A oportunidade concreta para letristas e músicos nativistas de Lages e de outros municípios da Serra Catarinense chegou na 13ª Festa Nacional do Pinhão, em 2001, com a realização da 1ª Sapecada da Serra Catarinense  – novo formato da Sapecada Regional -, que teve no primeiro lugar “João Inácio”, com letra e música de Luís Antônio Ramos e interpretação de Cássia Abreu.


Já, na 1ª Sapecada da Serra Catarinense os compositores serranos pareciam estar confirmando que apenas esperavam a ocasião para mostrar seu talento. Éder Goulart, cantando “À Toa”, de Rodolfo Taruhn, foi segundo lugar. Jones Andrei Vieira fez letra e música de “Luzeiros da Serra”, que, cantada por Eniovaldo Júnior e Maurício Rodrigueri, foi terceira colocada.

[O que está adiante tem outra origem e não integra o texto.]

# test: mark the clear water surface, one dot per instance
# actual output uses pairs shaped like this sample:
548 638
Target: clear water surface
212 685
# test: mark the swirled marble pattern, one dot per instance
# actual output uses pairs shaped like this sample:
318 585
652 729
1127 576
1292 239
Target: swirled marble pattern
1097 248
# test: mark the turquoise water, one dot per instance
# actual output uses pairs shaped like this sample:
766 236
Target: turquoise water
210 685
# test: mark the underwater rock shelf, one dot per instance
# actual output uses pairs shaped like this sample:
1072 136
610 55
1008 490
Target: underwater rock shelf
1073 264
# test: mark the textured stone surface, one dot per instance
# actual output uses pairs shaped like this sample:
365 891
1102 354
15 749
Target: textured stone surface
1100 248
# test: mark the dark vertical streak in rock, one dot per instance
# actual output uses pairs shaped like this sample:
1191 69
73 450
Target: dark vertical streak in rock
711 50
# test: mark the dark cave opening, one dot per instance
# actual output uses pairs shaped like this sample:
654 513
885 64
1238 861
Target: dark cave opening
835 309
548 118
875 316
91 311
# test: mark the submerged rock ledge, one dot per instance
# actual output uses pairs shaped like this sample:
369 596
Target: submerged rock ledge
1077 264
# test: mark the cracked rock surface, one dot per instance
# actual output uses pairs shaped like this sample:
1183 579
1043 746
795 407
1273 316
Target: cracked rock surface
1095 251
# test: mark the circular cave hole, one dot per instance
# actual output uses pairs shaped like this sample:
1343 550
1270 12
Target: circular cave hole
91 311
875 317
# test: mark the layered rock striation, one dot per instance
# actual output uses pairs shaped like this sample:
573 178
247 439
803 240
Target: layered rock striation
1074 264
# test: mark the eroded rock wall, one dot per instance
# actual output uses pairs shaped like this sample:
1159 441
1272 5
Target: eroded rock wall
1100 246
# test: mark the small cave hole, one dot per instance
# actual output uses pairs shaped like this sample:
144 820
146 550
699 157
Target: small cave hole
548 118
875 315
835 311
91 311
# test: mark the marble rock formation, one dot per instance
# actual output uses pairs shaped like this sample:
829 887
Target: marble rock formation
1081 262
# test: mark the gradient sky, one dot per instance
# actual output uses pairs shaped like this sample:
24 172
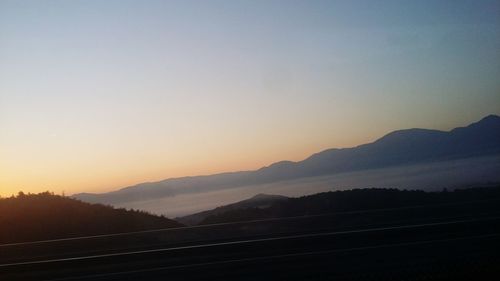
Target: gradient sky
97 95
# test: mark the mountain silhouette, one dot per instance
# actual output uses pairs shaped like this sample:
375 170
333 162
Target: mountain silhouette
44 216
259 201
398 148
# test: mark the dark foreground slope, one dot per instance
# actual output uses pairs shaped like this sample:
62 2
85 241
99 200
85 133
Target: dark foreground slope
349 200
438 236
46 216
399 148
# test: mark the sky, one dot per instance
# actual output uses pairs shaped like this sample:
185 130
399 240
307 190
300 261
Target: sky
98 95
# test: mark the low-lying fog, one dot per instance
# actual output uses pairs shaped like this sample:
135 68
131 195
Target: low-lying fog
435 176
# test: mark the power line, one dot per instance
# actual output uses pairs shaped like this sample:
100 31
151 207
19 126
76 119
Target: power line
246 242
239 223
243 260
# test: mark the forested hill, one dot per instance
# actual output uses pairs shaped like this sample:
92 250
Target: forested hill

Outro lageano que entrou na Sapecada para não mais sair e para obter sucesso é o letrista Ramiro Amorim, que desde a 2ª Sapecada da Serra Catarinense enfileira conquistas, entre elas “A ternura de quem vive nos galpões” (2002), “Guasquieiro” (2003), “A primeira batalha” e “Tecendo a vida” (2004).


A Sapecada da Serra Catarinense tem a particularidade de ter letras regionalizadas, que falam de coisas e costumes regionais desta região do Estado. Campos, pássaros, flores, sonhos, fantasias, histórias, costumes e jeito serrano de viver viram versos nas letras de poetas por natureza; transformam-se em canções ritmadas na harmonia criada por compositores revelados nos festivais nativistas “sapecados” na Festa Nacional do Pinhão.